Profile:   Statistical Profiler
1 Toplevel Interface
profile-thunk
profile
2 Collecting Profile Information
create-sampler
3 Analyzing Profile Data
analyze-samples
profile
node
edge
4 Profile Renderers
4.1 Textual Rendering
render
4.2 Graph Rendering
render
7.7.0.7

Profile: Statistical Profiler

The profile collection implements a statistical profiler. The profiling is done by running a background thread that collects stack snapshots either via continuation-mark-set->context or via Errortrace, meaning that the result is an estimate of the execution costs.

When using continuation-mark-set->context, it is limited to the kind of information that continuation-mark-set->context produces (most notably being limited to functions calls, and subject to compiler optimizations); but the result is often useful. In practice, since this method does not require recompilation of your source and has very little runtime overhead, it can be used for longer runs which compensates for these limits.

When using Errortrace, profiles are more precise and more fine-grained (expression-level instead of function-level) but profiling has higher overhead and recompilation may be necessary.

    1 Toplevel Interface

    2 Collecting Profile Information

    3 Analyzing Profile Data

    4 Profile Renderers

      4.1 Textual Rendering

      4.2 Graph Rendering

1 Toplevel Interface

The profiler can be invoked directly from the command-line using the raco profile command, which takes a file name as argument, and runs the profiler on the main submodule of that file (if it exists), or on the module itself (if there is no main submodule). To allow control over its behavior, raco profile accepts flags that correspond to those of profile-thunk below.
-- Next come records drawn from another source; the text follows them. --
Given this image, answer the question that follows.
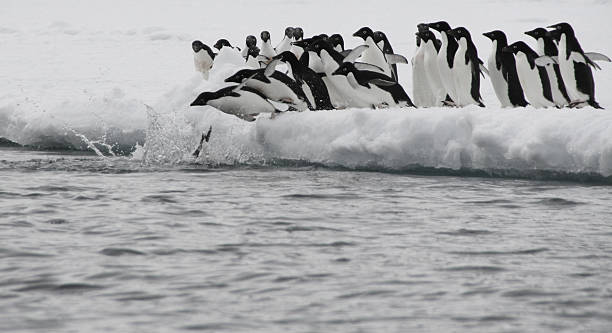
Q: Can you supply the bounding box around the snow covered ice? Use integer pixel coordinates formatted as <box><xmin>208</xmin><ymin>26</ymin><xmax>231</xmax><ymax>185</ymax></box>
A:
<box><xmin>0</xmin><ymin>0</ymin><xmax>612</xmax><ymax>177</ymax></box>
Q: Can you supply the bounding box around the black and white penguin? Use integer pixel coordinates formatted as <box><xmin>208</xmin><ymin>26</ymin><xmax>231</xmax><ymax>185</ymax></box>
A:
<box><xmin>427</xmin><ymin>21</ymin><xmax>459</xmax><ymax>104</ymax></box>
<box><xmin>213</xmin><ymin>38</ymin><xmax>240</xmax><ymax>51</ymax></box>
<box><xmin>373</xmin><ymin>31</ymin><xmax>399</xmax><ymax>82</ymax></box>
<box><xmin>333</xmin><ymin>62</ymin><xmax>414</xmax><ymax>107</ymax></box>
<box><xmin>447</xmin><ymin>27</ymin><xmax>484</xmax><ymax>107</ymax></box>
<box><xmin>503</xmin><ymin>41</ymin><xmax>555</xmax><ymax>108</ymax></box>
<box><xmin>417</xmin><ymin>30</ymin><xmax>447</xmax><ymax>106</ymax></box>
<box><xmin>274</xmin><ymin>27</ymin><xmax>294</xmax><ymax>54</ymax></box>
<box><xmin>241</xmin><ymin>35</ymin><xmax>259</xmax><ymax>59</ymax></box>
<box><xmin>259</xmin><ymin>30</ymin><xmax>276</xmax><ymax>60</ymax></box>
<box><xmin>191</xmin><ymin>84</ymin><xmax>281</xmax><ymax>121</ymax></box>
<box><xmin>549</xmin><ymin>23</ymin><xmax>602</xmax><ymax>109</ymax></box>
<box><xmin>191</xmin><ymin>40</ymin><xmax>215</xmax><ymax>80</ymax></box>
<box><xmin>483</xmin><ymin>30</ymin><xmax>529</xmax><ymax>108</ymax></box>
<box><xmin>270</xmin><ymin>51</ymin><xmax>334</xmax><ymax>110</ymax></box>
<box><xmin>353</xmin><ymin>27</ymin><xmax>393</xmax><ymax>77</ymax></box>
<box><xmin>525</xmin><ymin>28</ymin><xmax>570</xmax><ymax>107</ymax></box>
<box><xmin>225</xmin><ymin>68</ymin><xmax>313</xmax><ymax>111</ymax></box>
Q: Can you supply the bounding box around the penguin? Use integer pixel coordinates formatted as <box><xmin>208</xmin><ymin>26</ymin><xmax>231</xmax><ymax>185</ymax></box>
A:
<box><xmin>412</xmin><ymin>32</ymin><xmax>437</xmax><ymax>107</ymax></box>
<box><xmin>329</xmin><ymin>34</ymin><xmax>344</xmax><ymax>53</ymax></box>
<box><xmin>373</xmin><ymin>31</ymin><xmax>399</xmax><ymax>82</ymax></box>
<box><xmin>308</xmin><ymin>39</ymin><xmax>372</xmax><ymax>109</ymax></box>
<box><xmin>191</xmin><ymin>84</ymin><xmax>281</xmax><ymax>121</ymax></box>
<box><xmin>213</xmin><ymin>38</ymin><xmax>240</xmax><ymax>51</ymax></box>
<box><xmin>483</xmin><ymin>30</ymin><xmax>529</xmax><ymax>108</ymax></box>
<box><xmin>447</xmin><ymin>27</ymin><xmax>484</xmax><ymax>107</ymax></box>
<box><xmin>549</xmin><ymin>23</ymin><xmax>603</xmax><ymax>109</ymax></box>
<box><xmin>196</xmin><ymin>40</ymin><xmax>215</xmax><ymax>80</ymax></box>
<box><xmin>274</xmin><ymin>27</ymin><xmax>294</xmax><ymax>54</ymax></box>
<box><xmin>259</xmin><ymin>30</ymin><xmax>276</xmax><ymax>61</ymax></box>
<box><xmin>333</xmin><ymin>62</ymin><xmax>415</xmax><ymax>107</ymax></box>
<box><xmin>269</xmin><ymin>51</ymin><xmax>334</xmax><ymax>110</ymax></box>
<box><xmin>427</xmin><ymin>21</ymin><xmax>459</xmax><ymax>105</ymax></box>
<box><xmin>241</xmin><ymin>35</ymin><xmax>259</xmax><ymax>59</ymax></box>
<box><xmin>353</xmin><ymin>27</ymin><xmax>392</xmax><ymax>76</ymax></box>
<box><xmin>525</xmin><ymin>28</ymin><xmax>570</xmax><ymax>107</ymax></box>
<box><xmin>503</xmin><ymin>41</ymin><xmax>555</xmax><ymax>108</ymax></box>
<box><xmin>246</xmin><ymin>47</ymin><xmax>261</xmax><ymax>68</ymax></box>
<box><xmin>225</xmin><ymin>68</ymin><xmax>313</xmax><ymax>111</ymax></box>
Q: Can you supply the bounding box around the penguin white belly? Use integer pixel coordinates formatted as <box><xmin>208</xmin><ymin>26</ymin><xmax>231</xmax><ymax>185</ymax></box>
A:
<box><xmin>438</xmin><ymin>45</ymin><xmax>457</xmax><ymax>103</ymax></box>
<box><xmin>546</xmin><ymin>64</ymin><xmax>567</xmax><ymax>106</ymax></box>
<box><xmin>412</xmin><ymin>42</ymin><xmax>435</xmax><ymax>107</ymax></box>
<box><xmin>361</xmin><ymin>37</ymin><xmax>391</xmax><ymax>77</ymax></box>
<box><xmin>424</xmin><ymin>41</ymin><xmax>447</xmax><ymax>106</ymax></box>
<box><xmin>208</xmin><ymin>90</ymin><xmax>275</xmax><ymax>116</ymax></box>
<box><xmin>453</xmin><ymin>46</ymin><xmax>476</xmax><ymax>106</ymax></box>
<box><xmin>193</xmin><ymin>50</ymin><xmax>213</xmax><ymax>80</ymax></box>
<box><xmin>516</xmin><ymin>52</ymin><xmax>554</xmax><ymax>108</ymax></box>
<box><xmin>487</xmin><ymin>40</ymin><xmax>512</xmax><ymax>108</ymax></box>
<box><xmin>259</xmin><ymin>40</ymin><xmax>276</xmax><ymax>59</ymax></box>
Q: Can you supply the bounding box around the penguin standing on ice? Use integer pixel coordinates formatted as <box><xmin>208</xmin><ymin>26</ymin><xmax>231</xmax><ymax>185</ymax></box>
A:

 (require profile) package: profile-lib

This module provides one procedure and one macro that are convenient high-level entry points for profiling expressions. It abstracts over details that are available through other parts of the library, and is intended as a convenient tool for profiling code.

procedure

(profile-thunk thunk    
  [#:delay delay    
  #:repeat iterations    
  #:threads threads?    
  #:render renderer    
  #:periodic-renderer periodic-renderer    
  #:use-errortrace? use-errortrace?    
  #:order order])  any/c
  thunk : (-> any/c)
  delay : (>=/c 0.0) = 0.05
  iterations : exact-nonnegative-integer? = 1
  threads? : any/c = #f
  renderer : (-> profile? (or/c 'topological 'self 'total) any/c)
   = text:render
  periodic-renderer : 
(or/c #f (list/c (>=/c 0.0)
                 (-> profile?
                     (or/c 'topological 'self 'total)
                     any/c)))
   = #f
  use-errortrace? : any/c = #f
  order : (or/c 'topological 'self 'total) = 'topological
Executes the given thunk and collect profiling data during execution, eventually analyzing and rendering this. Returns the value of the profiled expression. Keyword arguments can customize the profiling:
  • The profiler works by starting a “sampler” thread to periodically collect stack snapshots (using continuation-mark-set->context). To determine the frequency of these collections, the sampler thread sleeps delay seconds between collections. Note that this will be close, but not identical to, the frequency in which data is actually sampled. (The delay value is passed on to create-sampler, which creates the sampler thread.)

  • Due to the statistical nature of the profiler, longer executions result in more accurate analysis. You can specify a number of iterations to repeat the thunk to collect more data.

  • Normally, the sampler collects only snapshots of the current-thread’s stack. Profiling a computation that creates threads will therefore lead to bad analysis: the timing results will be correct, but because the profiler is unaware of other threads the observed time will be suspiciously small, and work done in other threads will not be included in the results. To track all threads, specify a non-#f value for the threads? argument—this will execute the computation in a fresh custodian, and keep track of all threads under this custodian.

  • Once the computation is done and the sampler is stopped, the accumulated data is analyzed (by analyze-samples) and the resulting profile value is sent to the renderer function. See Profile Renderers for available renderers.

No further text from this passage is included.